I don't think there's none.
But he will get penciled in.
Strangely, that's how it works in this forum...


----------



## BobStackhouse42 (Oct 7, 2010)

I think it's clearly Wilt.


----------



## Dornado (May 26, 2003)




----------



## Dornado (May 26, 2003)

Pippen was like Lebron defensively, only he was actually quicker and more instinctive. Great examples of Scottie matching up with everyone from Magic Johnson to Charles Barkley to Patrick Ewing in that video (and no I'm not arguing he could hold a 7 foot Ewing for an entire game).
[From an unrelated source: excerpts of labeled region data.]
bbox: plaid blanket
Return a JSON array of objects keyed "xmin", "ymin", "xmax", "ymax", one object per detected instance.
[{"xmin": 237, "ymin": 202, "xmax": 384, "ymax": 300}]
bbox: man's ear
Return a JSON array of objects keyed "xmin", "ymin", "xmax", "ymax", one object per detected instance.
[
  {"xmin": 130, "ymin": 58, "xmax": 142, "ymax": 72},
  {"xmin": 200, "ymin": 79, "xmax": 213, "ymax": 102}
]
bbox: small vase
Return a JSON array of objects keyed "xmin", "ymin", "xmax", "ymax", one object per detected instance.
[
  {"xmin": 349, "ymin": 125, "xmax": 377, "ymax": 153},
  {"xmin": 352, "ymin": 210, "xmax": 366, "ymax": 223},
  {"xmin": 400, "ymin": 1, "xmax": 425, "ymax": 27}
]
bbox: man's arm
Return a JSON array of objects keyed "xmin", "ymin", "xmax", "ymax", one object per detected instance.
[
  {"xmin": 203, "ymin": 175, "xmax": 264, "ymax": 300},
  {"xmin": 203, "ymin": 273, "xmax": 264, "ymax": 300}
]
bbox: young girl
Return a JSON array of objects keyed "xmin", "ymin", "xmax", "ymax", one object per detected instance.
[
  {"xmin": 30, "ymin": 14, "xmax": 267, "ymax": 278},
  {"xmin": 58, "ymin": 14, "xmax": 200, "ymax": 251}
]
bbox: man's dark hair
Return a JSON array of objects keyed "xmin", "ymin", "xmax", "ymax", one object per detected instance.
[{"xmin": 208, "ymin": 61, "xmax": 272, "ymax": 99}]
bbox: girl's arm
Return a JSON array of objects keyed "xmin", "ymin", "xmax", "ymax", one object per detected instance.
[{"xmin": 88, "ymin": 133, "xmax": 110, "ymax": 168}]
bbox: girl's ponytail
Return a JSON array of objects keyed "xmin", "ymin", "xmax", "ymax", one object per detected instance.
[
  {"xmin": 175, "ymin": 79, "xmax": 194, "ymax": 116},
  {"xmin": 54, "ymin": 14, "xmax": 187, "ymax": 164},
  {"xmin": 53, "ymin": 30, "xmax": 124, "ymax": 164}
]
Scottie Pippen was an incredible on ball defender who had the ability to hound guys end to end... that ability was the basis for the Bulls "Doberman" defense that Johnny Bach developed and is one of the reasons why the Bulls were so successful. Off ball Scottie was incredible... he and MJ could take away 3/4's of the court. He played passing lanes well and he was a great help defender. He was as good a transition defender as there ever was, period. 10 all-defensive teams. I'll take Scottie.


----------



## PauloCatarino (May 31, 2003)

Dornado said:


> Pippen was like Lebron defensively, only he was actually quicker and more instinctive. Great examples of Scottie matching up with everyone from Magic Johnson to Charles Barkley to Patrick Ewing in that video (and no I'm not arguing he could hold a 7 foot Ewing for an entire game). Scottie Pippen was an incredible on ball defender who had the ability to hound guys end to end... that ability was the basis for the Bulls "Doberman" defense that Johnny Bach developed and is one of the reasons why the Bulls were so successful. Off ball Scottie was incredible... he and MJ could take away 3/4's of the court. He played passing lanes well and he was a great help defender. He was as good a transition defender as there ever was, period. 10 all-defensive teams. I'll take Scottie.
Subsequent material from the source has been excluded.